Many salespeople have wholeheartedly bought that sale.

The sales function was a latter-day addition to the pyramid. To this day, many organisations struggle with suitably placing the sales function in the pyramid. That’s why salespeople will be given only short term loans (if at all they are granted any) and access to the hallowed grounds of the corporate office they represent is a privilege.

Being made to feel like an outcast by the very support structure that should be propping you up is obviously not inspiring. Yet that’s what successful selling requires.

A resolve to keep at it despite what society thinks of you.

The question was asked of respondents in a research: what comes first to mind when you hear salesman?

The responses: slimy, pushy, yuck, annoying, ugh, manipulative. You shouldn’t be surprised. That’s how salespeople are perceived.

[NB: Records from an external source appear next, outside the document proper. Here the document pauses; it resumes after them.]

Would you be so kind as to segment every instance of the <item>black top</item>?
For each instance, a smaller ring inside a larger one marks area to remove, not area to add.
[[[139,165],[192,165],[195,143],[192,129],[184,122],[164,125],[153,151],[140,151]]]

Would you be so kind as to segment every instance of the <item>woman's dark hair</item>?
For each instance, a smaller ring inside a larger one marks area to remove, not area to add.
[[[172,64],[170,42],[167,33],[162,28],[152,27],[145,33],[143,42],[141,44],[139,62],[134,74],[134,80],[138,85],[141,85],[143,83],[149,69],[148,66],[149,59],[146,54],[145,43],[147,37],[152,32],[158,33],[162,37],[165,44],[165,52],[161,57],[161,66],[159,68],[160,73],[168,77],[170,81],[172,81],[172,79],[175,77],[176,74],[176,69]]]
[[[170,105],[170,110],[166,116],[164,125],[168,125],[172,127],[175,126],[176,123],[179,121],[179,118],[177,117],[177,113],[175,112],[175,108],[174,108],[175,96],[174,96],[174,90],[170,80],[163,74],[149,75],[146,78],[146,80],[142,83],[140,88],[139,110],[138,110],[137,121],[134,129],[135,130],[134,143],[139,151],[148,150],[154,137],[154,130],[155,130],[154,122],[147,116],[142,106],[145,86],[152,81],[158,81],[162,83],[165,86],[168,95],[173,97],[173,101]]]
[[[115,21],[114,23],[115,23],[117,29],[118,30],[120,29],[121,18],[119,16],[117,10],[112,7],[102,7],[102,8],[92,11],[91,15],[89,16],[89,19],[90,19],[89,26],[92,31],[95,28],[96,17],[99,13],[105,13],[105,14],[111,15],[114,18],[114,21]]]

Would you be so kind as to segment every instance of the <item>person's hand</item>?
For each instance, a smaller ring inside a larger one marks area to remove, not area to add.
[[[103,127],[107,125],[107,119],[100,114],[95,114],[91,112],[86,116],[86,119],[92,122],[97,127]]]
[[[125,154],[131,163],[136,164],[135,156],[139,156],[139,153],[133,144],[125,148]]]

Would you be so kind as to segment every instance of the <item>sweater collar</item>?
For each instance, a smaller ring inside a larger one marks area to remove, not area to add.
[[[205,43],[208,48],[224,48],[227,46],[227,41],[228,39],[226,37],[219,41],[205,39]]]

Remaining focused in such an environment is not easy. It is much easier to be on the benches booing than in the field playing.

To be fair, the perception is not unfounded. Over the years, selling has become a dysfunctional fear-based relationship.

After several unfortunate experiences of being tricked, buyers fear they are being talked into buying something that’s not right for them; they fear they are making foolish decisions because they lack information. They have thus learnt to be defensive and this shows itself most prominently through blunt rejections.

I cannot think of another job besides selling in which rejection is a constant companion. To thrive through rejections in a society that actively avoids them calls for a resolve that society secretly admires but openly criticises.

Successfully going against the grain calls for military discipline; and those that have resolutely chartered their own waters have emerged triumphant. The same society that was against them now becomes their cheering squad.

Kageche is lead facilitator, Lend Me Your Ears.